# Solved: My sound stopped working!



## Sicopath123 (May 4, 2007)

I don't know what happened but i just turned my computer on like normal and noticed the sound wasn't playing when i opened itunes...so i plugged my headphones in to make sure it wasn't just the speakers...and i tried playing other things with sound and nothing the sound just stopped!? nothing is muted i already checked and i have my volume all the way up...i have no idea what happened?

(i don't know if im posting this in the right forum if its not the right forum tell me which one is and i will move it)

*Problem solved and now i feel retarded hahaha*


----------



## ferrija1 (Apr 11, 2006)

Are all the cables connected? In Control Panel > Sounds and Audio devices, is the volume all the way up?


----------



## Sicopath123 (May 4, 2007)

ferrija1 said:


> Are all the cables connected? In Control Panel > Sounds and Audio devices, is the volume all the way up?

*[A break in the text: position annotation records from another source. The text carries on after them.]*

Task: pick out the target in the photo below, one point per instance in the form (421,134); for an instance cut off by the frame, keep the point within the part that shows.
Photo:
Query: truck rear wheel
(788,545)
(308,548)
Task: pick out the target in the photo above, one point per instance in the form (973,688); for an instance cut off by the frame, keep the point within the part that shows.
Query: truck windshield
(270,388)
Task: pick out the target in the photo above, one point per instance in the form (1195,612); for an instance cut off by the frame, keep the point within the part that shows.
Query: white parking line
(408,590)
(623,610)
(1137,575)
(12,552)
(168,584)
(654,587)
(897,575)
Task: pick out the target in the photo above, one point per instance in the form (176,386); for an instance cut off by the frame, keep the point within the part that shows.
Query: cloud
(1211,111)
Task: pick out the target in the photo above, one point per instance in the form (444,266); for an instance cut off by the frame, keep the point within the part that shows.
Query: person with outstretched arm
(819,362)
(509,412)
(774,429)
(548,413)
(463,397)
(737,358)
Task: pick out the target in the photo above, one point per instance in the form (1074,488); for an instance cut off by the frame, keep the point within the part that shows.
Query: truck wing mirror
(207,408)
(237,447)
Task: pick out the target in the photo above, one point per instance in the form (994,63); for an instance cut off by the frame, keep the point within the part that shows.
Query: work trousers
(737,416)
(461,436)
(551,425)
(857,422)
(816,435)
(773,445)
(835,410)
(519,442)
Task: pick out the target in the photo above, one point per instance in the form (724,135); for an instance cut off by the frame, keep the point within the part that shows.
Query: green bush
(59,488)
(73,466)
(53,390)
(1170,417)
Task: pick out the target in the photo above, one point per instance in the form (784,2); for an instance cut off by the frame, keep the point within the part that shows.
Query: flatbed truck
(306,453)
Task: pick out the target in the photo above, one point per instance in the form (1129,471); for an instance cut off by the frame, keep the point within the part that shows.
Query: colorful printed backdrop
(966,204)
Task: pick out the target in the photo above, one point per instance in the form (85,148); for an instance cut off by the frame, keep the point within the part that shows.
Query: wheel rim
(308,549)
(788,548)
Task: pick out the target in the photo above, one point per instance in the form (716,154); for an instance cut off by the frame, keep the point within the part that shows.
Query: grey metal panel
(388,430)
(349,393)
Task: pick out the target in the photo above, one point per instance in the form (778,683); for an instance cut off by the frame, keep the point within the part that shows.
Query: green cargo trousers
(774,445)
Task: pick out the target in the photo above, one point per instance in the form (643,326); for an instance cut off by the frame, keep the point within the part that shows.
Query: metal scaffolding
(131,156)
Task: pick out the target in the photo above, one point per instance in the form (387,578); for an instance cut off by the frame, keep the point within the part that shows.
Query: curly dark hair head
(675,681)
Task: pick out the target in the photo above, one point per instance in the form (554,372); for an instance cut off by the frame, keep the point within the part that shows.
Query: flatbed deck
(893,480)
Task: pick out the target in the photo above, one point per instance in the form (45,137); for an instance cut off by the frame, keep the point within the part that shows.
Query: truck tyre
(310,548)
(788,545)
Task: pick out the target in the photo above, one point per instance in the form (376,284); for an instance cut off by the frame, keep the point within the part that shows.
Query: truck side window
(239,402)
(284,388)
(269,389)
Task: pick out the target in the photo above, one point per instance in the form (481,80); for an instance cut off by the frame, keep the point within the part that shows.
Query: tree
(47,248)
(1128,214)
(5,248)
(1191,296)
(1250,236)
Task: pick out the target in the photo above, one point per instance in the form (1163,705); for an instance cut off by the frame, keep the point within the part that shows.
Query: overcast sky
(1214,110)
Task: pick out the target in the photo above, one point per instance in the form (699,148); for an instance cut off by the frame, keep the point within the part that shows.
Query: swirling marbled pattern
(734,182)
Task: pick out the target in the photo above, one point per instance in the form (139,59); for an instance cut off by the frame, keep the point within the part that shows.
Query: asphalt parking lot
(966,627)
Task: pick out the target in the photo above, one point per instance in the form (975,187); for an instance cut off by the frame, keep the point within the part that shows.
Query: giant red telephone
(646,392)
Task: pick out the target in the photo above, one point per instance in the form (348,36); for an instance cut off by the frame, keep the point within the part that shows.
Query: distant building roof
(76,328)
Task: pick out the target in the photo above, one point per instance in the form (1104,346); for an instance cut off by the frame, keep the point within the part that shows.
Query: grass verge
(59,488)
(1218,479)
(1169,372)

yep already checked that all and i know its not the speakers becuase i plugged my headphones into the computer and they won't work either
and i alread turned all the volume controls up...wait ok now i feel retarded...some how the wave volume on the volume control went down...? weird but wow i feel a bit retarded now ha ha thanks


----------



## ferrija1 (Apr 11, 2006)

Sure. 

If your thread is solved, please mark your thread solved by selecting _*Mark Solved*_ and clicking _*Perform Action*_ in the _*Thread Tools*_ at the top of your thread.


----------



## Sicopath123 (May 4, 2007)

ferrija1 said:


> Sure.
> 
> If your thread is solved, please mark your thread solved by selecting _*Mark Solved*_ and clicking _*Perform Action*_ in the _*Thread Tools*_ at the top of your thread.


Done...

once again i feel retarded ha ha ha thanks alot i would have went into every sound program thing i could find to see what was wrong ha ha


----------



## ferrija1 (Apr 11, 2006)

Sicopath123 said:


> Done...
> 
> once again i feel retarded ha ha ha thanks alot i would have went into every sound program thing i could find to see what was wrong ha ha


That's fine, don't feel bad.


----------



## maz19690 (May 6, 2007)

Hiya

Well I have a problem with my sound. Computer fine one minute, then I was removing some old tat and then restarted the computer and for some reason I have no sound device. I have looked at everything and can't find anything wrong anywhere other than the computer cannot detect a sound device!! The computer is only 7 months old so it's not worn out! can anyone help??? I want my sounds!!

maz
p.s. sorry If I'm being a numpty!!


----------



## ferrija1 (Apr 11, 2006)

maz19690 said:


> Hiya
> 
> Well I have a problem with my sound. Computer fine one minute, then I was removing some old tat and then restarted the computer and for some reason I have no sound device. I have looked at everything and can't find anything wrong anywhere other than the computer cannot detect a sound device!! The computer is only 7 months old so it's not worn out! can anyone help??? I want my sounds!!
> 
> ...


Please create your own thread for this.


----------